HC Deb 04 December 1916 vol 88 cc676-7W

asked the President of the Board of Trade if he will state the quantities of the various materials now permitted to be employed by the brewing trades; and what proportion of these materials has to be imported?


The following quantities of materials were used in brewing during the twelve months ended 30th September, 1915:

Malt 44,363,000
Unmalted corn 80,000
Rice, rice grits, flaked rice, maize grits, flaked maize and other similar preparations 1,236,000
Sugar, including its equivalent of syrups, glucose and sac-charum 2,678,000
Hops 52,320,000
Hop substitutes 15,000
Under the provisions of the Output of Beer (Restriction) Act, 1916, the quantity of beer to be brewed in the year commencing 1st April last (and in subsequent periods whilst the Act remains in operation) is restricted to an extent which it is estimated will result in a total brew of about 26,000,000 standard barrels for the twelve months, as compared with 30,250,000 barrels in the year ended September, 1915, a reduction of 14 per cent.
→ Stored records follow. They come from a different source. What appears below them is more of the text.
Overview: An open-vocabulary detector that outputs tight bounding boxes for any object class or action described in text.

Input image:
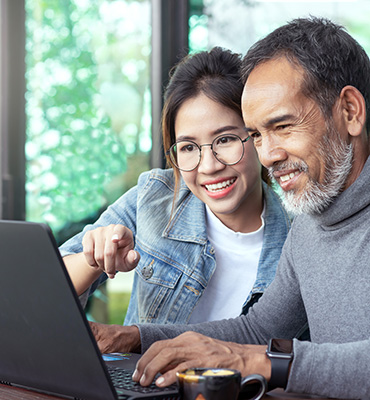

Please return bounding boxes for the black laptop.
[0,221,179,400]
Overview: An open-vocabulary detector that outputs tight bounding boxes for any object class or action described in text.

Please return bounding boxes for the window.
[189,0,370,54]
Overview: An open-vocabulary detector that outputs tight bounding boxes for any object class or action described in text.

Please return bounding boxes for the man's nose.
[198,145,225,173]
[256,140,288,168]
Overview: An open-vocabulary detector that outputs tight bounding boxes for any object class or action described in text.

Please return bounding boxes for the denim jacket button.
[141,265,153,279]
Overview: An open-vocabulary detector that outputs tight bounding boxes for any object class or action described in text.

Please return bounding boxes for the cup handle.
[240,374,267,400]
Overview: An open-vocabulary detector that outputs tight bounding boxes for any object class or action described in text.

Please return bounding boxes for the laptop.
[0,221,179,400]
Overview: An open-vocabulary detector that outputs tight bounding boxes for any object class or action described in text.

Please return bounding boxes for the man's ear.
[339,85,366,136]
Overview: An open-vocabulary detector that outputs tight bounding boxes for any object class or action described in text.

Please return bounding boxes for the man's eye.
[276,124,290,130]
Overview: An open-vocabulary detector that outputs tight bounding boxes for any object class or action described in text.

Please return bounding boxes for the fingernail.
[155,376,164,386]
[132,369,139,381]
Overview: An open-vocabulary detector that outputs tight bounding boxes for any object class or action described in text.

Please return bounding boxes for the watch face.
[270,339,293,354]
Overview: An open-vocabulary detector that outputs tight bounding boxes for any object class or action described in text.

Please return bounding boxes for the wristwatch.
[266,339,293,390]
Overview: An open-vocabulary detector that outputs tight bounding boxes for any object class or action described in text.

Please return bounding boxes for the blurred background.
[0,0,370,324]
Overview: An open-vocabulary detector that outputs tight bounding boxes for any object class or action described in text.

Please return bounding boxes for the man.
[89,18,370,398]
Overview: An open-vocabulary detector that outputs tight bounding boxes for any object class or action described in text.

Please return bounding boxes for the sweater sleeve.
[287,340,370,399]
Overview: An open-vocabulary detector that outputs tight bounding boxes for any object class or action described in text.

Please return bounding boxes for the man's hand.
[89,321,141,354]
[82,225,140,278]
[133,332,271,386]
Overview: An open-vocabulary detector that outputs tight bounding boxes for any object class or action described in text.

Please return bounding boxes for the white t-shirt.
[189,206,265,323]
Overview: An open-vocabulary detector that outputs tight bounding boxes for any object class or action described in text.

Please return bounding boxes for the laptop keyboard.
[108,365,178,399]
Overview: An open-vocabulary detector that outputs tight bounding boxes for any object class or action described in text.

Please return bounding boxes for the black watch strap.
[269,357,292,389]
[266,339,293,390]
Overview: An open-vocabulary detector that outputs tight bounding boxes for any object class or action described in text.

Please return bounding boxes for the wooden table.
[0,385,333,400]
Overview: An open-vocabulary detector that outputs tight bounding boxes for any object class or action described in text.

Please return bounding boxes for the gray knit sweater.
[138,158,370,399]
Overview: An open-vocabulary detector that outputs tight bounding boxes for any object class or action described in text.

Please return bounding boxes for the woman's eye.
[249,132,261,139]
[216,135,238,145]
[180,143,195,153]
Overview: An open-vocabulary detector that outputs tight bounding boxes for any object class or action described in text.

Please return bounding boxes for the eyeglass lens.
[170,135,244,171]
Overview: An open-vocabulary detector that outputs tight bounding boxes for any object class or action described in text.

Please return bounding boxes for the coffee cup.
[177,368,267,400]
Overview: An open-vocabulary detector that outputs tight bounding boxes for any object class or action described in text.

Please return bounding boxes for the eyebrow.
[245,114,294,132]
[176,125,244,141]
The result will be to reduce in the same proportion the quantities of the various materials used in brewing. Of the materials used, the whole of the sugar, maize and rice are of course imported. Exact particulars of the relative quantities of home-grown and foreign barley used by brewers are not available, but from inquiries made through the Commissioners of Customs and Excise it was estimated roughly that about 60 per cent. of the entire quantity of materials used was home grown. The effect of reducing brewing by 14 per cent. is of course not merely to reduce the use of the imported materials by that percentage, but, by setting free home-grown materials for other uses, to reduce the imports further by the amount of home-grown materials which are saved. On the whole it was calculated that the effect of reducing the output as provided in the Act would be to reduce the imports of materials suitable for brewing by an amount equal to about one-third of the actual weight of imported materials used by the brewing trades in 1914–1915.